VVR 4.0.13 Updates for Apache Flink (May 2022) - Realtime Compute for Apache Flink

Ververica Runtime (VVR) 4.0.13, based on Apache Flink V1.13, was released on May 16, 2022. This release expands connector capabilities (Kafka catalogs, Hologres full+incremental sync, MaxCompute Streaming Tunnel), improves sharded database multi-table synchronization, and enhances the developer experience in the console.

New features

Summary

Feature	Category
Kafka catalog support	New connector
Multi-table sync from sharded databases via CREATE DATABASE AS	SQL enhancement
Hologres connector: full and incremental data consumption	Connector enhancement
ApsaraDB for Redis result table: TTL for keys	Connector enhancement
MaxCompute Streaming Tunnel and data compression	Connector enhancement
Hologres DataStream connector	New connector
Elasticsearch connector: `retry_on_conflict` parameter	Connector enhancement
Flink CDC 2.2 compatibility for MySQL CDC and Postgres CDC connectors	Connector enhancement
Heartbeat events for binary log position tracking	Connector enhancement
UNSIGNED FLOAT, DOUBLE, and DECIMAL data types for MySQL CDC connector	Connector enhancement
JDBC parameters for MySQL CDC connector	Connector enhancement
Forced termination of session clusters	Console
Intelligent analysis of JobManager exceptions	Console
Built-in Alibaba Cloud documentation	Console
Service notices	Console
UI optimization	Console

Kafka catalog support

Kafka catalogs automatically parse Kafka messages to infer table schema, so you can access topics in a Kafka cluster directly in Flink SQL without writing DDL statements. JSON-formatted messages are supported for schema inference.

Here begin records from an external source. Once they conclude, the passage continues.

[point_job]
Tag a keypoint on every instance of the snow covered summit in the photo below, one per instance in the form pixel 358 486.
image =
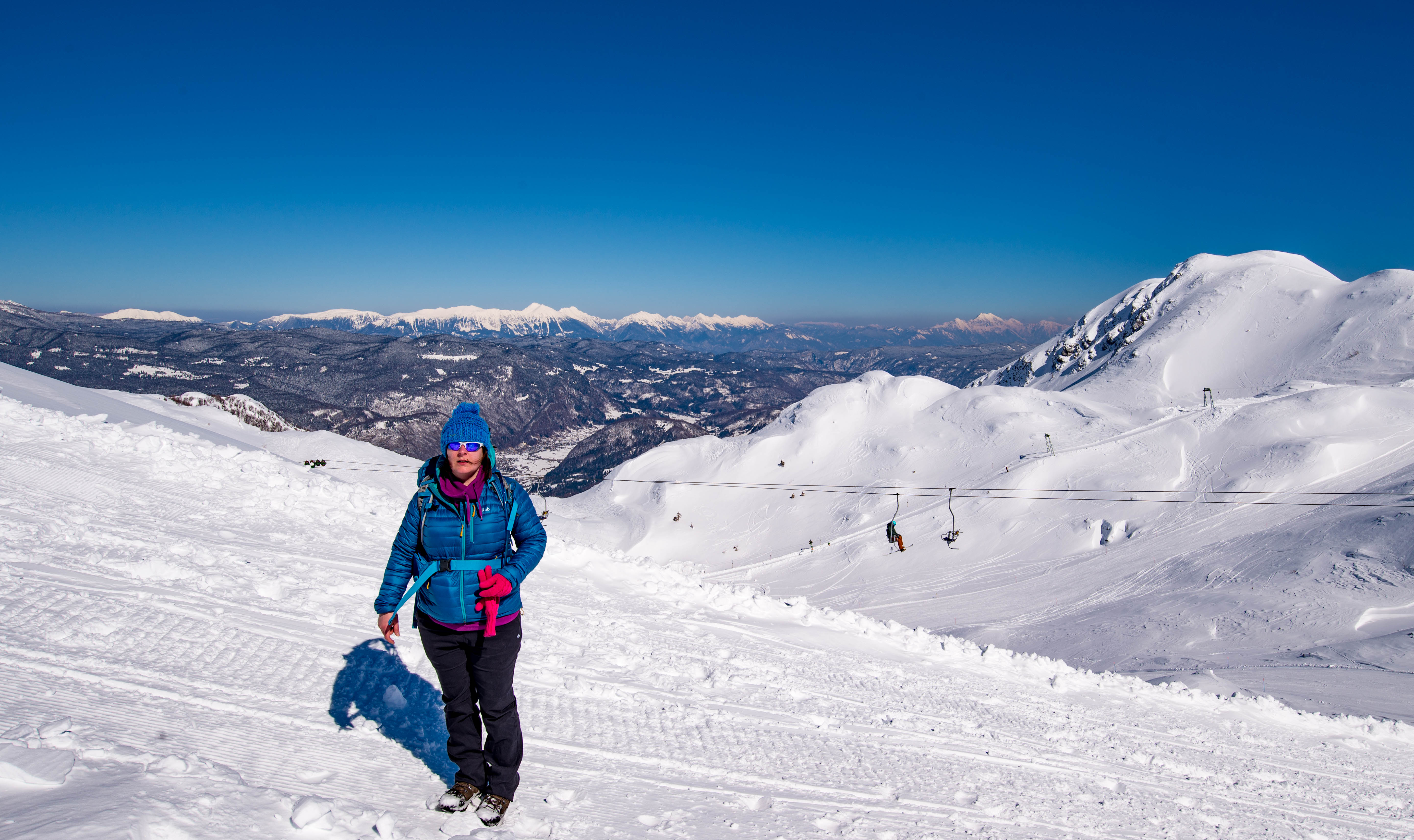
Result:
pixel 1108 515
pixel 191 657
pixel 1236 324
pixel 149 316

What it means to you: Eliminates the need to manually define source or result tables for Kafka topics, reducing boilerplate and the risk of schema mismatches.

Reference: Manage Kafka JSON catalogs

Multi-table sync from sharded databases via CREATE DATABASE AS

The CREATE DATABASE AS statement now supports regular expressions for database names, matching source tables across multiple database shards. After merging the shard data, Realtime Compute for Apache Flink synchronizes it to a downstream destination table whose name corresponds to each source table—eliminating manual table-by-table configuration.

What it means to you: Significantly reduces setup effort when synchronizing data from large sharded databases into a single destination such as Hologres.

Reference: CREATE DATABASE AS statement

Hologres connector: full and incremental data consumption

The Hologres connector now supports a combined full-then-incremental sync mode in a single job. The job first performs a full data snapshot from a Hologres source table and then smoothly switches to incremental binary log consumption.

What it means to you: Simplifies building real-time data warehousing pipelines. Previously, full and incremental synchronization required separate jobs or manual handover.

Reference: Create a Hologres source table

ApsaraDB for Redis result table: TTL for keys

When writing to an ApsaraDB for Redis result table, configure a time to live (TTL) for keys directly in the connector parameters. This ensures data expires automatically according to your retention policy.

Reference: Create an ApsaraDB for Redis result table

MaxCompute Streaming Tunnel and data compression

Two enhancements are available for MaxCompute connectors:

Streaming Tunnel: Write data to MaxCompute in streaming mode. For jobs that do not require exactly-once semantics, Streaming Tunnel avoids the performance issues that occur when checkpoints are created at a low speed.
Data compression: Both Streaming Tunnel and Batch Tunnel now support data compression to improve transmission efficiency.

References:

Hologres DataStream connector

The Hologres DataStream connector is now supported.

Elasticsearch connector: `retry_on_conflict` parameter

Configure the retry_on_conflict parameter to specify the maximum number of retries when version conflicts occur during data updates to an Elasticsearch result table.

Reference: Create an Elasticsearch result table

Flink CDC 2.2 compatibility for MySQL CDC and Postgres CDC connectors

The MySQL Change Data Capture (CDC) connector and Postgres CDC connector are now fully compatible with Flink CDC 2.2. All bug fixes from the Flink CDC 2.2 release are included.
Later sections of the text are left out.